On Feb. 11, 1964, Beatlemania blasted Washington - all shrieks and Arthur haircuts and songs that nobody could quite make out.

Two nights after a hysteria-inducing appearance on "The Ed Sullivan Show," the Beatles played their first U.S. concert at the Washington Coliseum, just north of Union Station.

With "I Want to Hold Your Hand" sitting atop the American Billboard chart, 8,092 people witnessed a dozen songs performed by the band that changed everything.

Bruce Spizer, author of seven Beatles books, says the concert at the long-defunct Coliseum (now a covered parking garage) "was one of the most exciting live performances the Beatles ever gave." Apple's iTunes is streaming the concert free of charge.

With Paul McCartney returning to Washington this weekend to receive the Kennedy Center Honors, here's the tale of the 1964 visit, as told by some of the people who lived it - including Sir Paul, who spoke to us last week from London.

John B. Lynn, son of Harry Lynn, who owned the Coliseum: My father got the call asking if he'd be interested in having the Beatles. He, of course, had never heard of them. But he said yes. He brought home a box of Beatles albums and singles to give out, and my brother and I became the most popular people in school.

Paul McCartney: We'd seen a lot of British stars come back from America with their tails between their legs.

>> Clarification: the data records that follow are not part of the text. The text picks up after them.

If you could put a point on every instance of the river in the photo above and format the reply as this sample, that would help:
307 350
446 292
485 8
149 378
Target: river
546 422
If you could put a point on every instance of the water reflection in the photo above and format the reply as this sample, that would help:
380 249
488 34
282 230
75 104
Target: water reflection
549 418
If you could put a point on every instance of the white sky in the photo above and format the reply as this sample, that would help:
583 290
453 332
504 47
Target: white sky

We made a promise to ourselves to not go until we had a No. 1. We were so excited to be madly popular in America, which was to us the Holy Grail because every shred of music we ever loved came from there. It was euphoric, and now we were heading to Washington on the train, which was very glamorous. And to cap it off, there was that beautiful snow.

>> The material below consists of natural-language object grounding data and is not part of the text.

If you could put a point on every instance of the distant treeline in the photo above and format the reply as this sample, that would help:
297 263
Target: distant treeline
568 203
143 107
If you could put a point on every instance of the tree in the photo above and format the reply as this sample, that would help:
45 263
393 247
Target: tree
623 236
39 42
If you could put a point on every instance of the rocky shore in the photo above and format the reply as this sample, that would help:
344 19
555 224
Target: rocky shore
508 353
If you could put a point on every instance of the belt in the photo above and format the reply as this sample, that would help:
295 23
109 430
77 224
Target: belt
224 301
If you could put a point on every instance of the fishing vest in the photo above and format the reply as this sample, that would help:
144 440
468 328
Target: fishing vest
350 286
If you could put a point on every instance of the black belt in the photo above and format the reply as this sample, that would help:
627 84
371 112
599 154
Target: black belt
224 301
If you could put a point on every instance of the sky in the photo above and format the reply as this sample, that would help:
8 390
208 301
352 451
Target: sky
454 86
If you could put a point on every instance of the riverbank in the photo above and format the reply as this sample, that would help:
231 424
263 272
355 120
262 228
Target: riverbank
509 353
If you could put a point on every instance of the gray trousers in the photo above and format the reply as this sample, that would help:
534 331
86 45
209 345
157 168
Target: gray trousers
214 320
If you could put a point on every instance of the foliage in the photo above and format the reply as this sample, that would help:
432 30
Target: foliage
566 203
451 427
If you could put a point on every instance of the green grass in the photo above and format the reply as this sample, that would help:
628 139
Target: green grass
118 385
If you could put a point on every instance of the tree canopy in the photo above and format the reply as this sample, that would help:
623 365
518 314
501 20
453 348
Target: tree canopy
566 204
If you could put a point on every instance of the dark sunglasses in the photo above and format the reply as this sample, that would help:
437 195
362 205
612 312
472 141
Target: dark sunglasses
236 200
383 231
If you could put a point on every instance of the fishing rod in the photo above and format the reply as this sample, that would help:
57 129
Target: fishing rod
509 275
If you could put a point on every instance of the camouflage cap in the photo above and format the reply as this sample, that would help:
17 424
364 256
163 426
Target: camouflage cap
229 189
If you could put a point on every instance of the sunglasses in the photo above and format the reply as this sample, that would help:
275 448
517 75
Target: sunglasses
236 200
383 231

Bill Eppridge, former contract photographer for Life magazine: We were going to fly down from New York, but a big snowstorm hit Washington. The Beatles reserved a couple of cars on the train and got tickets for the press traveling with them. I couldn't have had a better time. We all liked them. They were always looking for something to do. They had a race up and down the car, and two of them went up and over the seats and two of them crawled in the baggage racks. And then they grabbed the waiters' uniforms and served drinks.

Lynn: My father wasn't in the habit of meeting his acts when they arrived in town. But he met the Beatles. He didn't expect the crowd - especially on a snowy day.

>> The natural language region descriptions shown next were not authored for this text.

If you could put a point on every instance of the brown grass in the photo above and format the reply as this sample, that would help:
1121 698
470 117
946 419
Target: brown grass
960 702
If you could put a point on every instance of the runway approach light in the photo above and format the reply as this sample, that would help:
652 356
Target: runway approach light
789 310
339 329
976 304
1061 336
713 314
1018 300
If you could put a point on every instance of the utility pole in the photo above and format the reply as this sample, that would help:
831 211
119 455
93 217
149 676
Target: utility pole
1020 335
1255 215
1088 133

McCartney: It was unbelievable, a great sort of validation of the whole thing. It was like: "Yeah, look! Everywhere we're going in America, it's happening!"

Tommy Roe, "Sheila" singer: In 1963, I was booked in England with Chris Montez, and the Beatles were a featured act on our tour. It was like Elvis Presley all over again. Brian Epstein, the Beatles' manager, had called my manager and put me on the Washington, D.C., show. I was really happy to do the show with them. We were all staying at the Shoreham Hotel, and I tried to hang out with the boys there, but it was pandemonium.

Al Gore, former vice president: The incredible phenomenon built on itself. The Ed Sullivan appearance just prior to their arrival in Washington was electrifying. We could scarcely believe the Beatles were coming to D.C.